Earlier this month, Pret launched a monthly coffee (well “Barista prepared drinks”) subscription.
This is how it works. It costs £20 a month. You can cancel the subscription at any time. The first month is free. You can get up to 5 drinks per day – but only one drink every 30 minutes (no getting coffee for all your friends!).
You subscribe online. You get an email with a QR code that you add to your phone. You go to a store. Order a drink. Scan the QR code. Get your caffeine hit.
Is it a good deal? Well, here is some basic maths. You can have up to 5 drinks a day. Let’s assume the average cost of a drink is £2.50. Let’s assume 30 days in a month. So, 5 drinks a day at £2.50 per drink across 30 days = £375. You pay £20. That is incredible value.
Of course, you’ve got to be really committed to caffeine and value to max it out. But anyone who has more than 8 drinks a month is in credit. Have 1 coffee a day and you will save £55 a month.
It’s a great deal for shoppers. But it also might be a good deal for Pret. Why?
Firstly, most people who sign up will probably buy on average 1 coffee (or less) a day. In theory it could cost them a lot of money. In practice much less.
Secondly, it’s a great way of driving traffic to their stores. Every time someone goes in for a coffee there is an opportunity to sell them something else. A coffee in the morning is an opportunity to sell breakfast. It can also work the other way round. “Where shall I get some lunch?”…”Might as well go to Pret and get a ‘free’ coffee whilst I’m there”.
Will it work? Let’s see. Is it different? Yes – it’s something Pret are offering that competitors aren’t.
So why are we talking about this? Well, we think it’s a really interesting example of what may be the new battleground in our industry – loyalty.
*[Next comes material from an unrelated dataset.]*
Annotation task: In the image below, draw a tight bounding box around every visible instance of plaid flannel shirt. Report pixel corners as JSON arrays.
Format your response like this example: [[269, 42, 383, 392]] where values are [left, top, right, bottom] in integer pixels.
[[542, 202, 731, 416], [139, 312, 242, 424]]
In recent years the industry has been told that everything is about penetration. That is apparently how brands grow. The more buyers you have, the more successful your brand will be. This has led to brands prioritising tactics to drive penetration. The most obvious is price promotions. Run a discount and more shoppers will buy your brand. Your penetration figure goes up.
But penetration is quite a blunt instrument as a measure. It tells you if a shopper buys you. It doesn’t tell you how much they spend with you. Indeed most buyers of a brand will spend more on other brands in the category than they do on your brand. Most people who shop in a retailer will spend more in other retailers.
Your penetration number may look good. Your loyalty number (% of spend you get) much less so.
The job is not just to get more buyers. The job is to capture as much of their spend as you can.
How? Well…
It could mean… overinvesting in channels that are set up to support and drive loyalty. Online is a key channel here. Shoppers primarily use it for ease and convenience. What can be easier and more convenient (once you are set up with an online retailer) than buying the same things from the same retailer each time? As a brand you may not have to compete for the purchase each time. Get on the favourites list and you may have won. Permanently.
It could mean… rewarding shoppers for loyalty rather than promiscuity. Currently shoppers are incentivised to buy a different brand each time. They buy you because you are on deal this time. They buy your competitor when they are on deal next time. What if you incentivised shoppers to buy your brand every time? Once you’ve taken out a Pret subscription why would you buy a coffee anywhere else? You want shoppers to think it makes most sense to buy your brand every time.
It could mean… building the habit of buying new products. Most new product launches focus their attention on trial. Getting shoppers to buy for the first time. They focus much less on repeat. Getting shoppers to buy next time. Then the time after that. Graze do it differently. If you sign up for a Graze online subscription you get your first box free. Standard. Then you get your 5th box free. Then your 10th box free. The incentives are there but you’ve got to keep buying to reach them. Most NPD doesn’t fail because of the trial numbers. It fails because of the repeat numbers.
It could mean… aligning purchase cycles with consumption cycles. Take Yakult as an example. It’s a product that you’re supposed to drink once per day. Their brand message is “every day is a Yakult day”. It comes in a pack of seven. Buy once a week. Have every day. What about cereal bars? Maybe you want people to eat one every weekday. Packs of 5 then? Alpen, yes. Most other brands, no. Packs of 3 or 4. That looks like a missed opportunity.
Penetration is important. If you have no buyers, you have no sales. But a buyer who only buys you once a year is not much of a buyer. It’s their loyalty that determines their value to you.
Right, enough of this. We’re off to Pret for our 5th coffee of the day…
Feel free to forward. Have good weekend. Speak to you in a fortnight.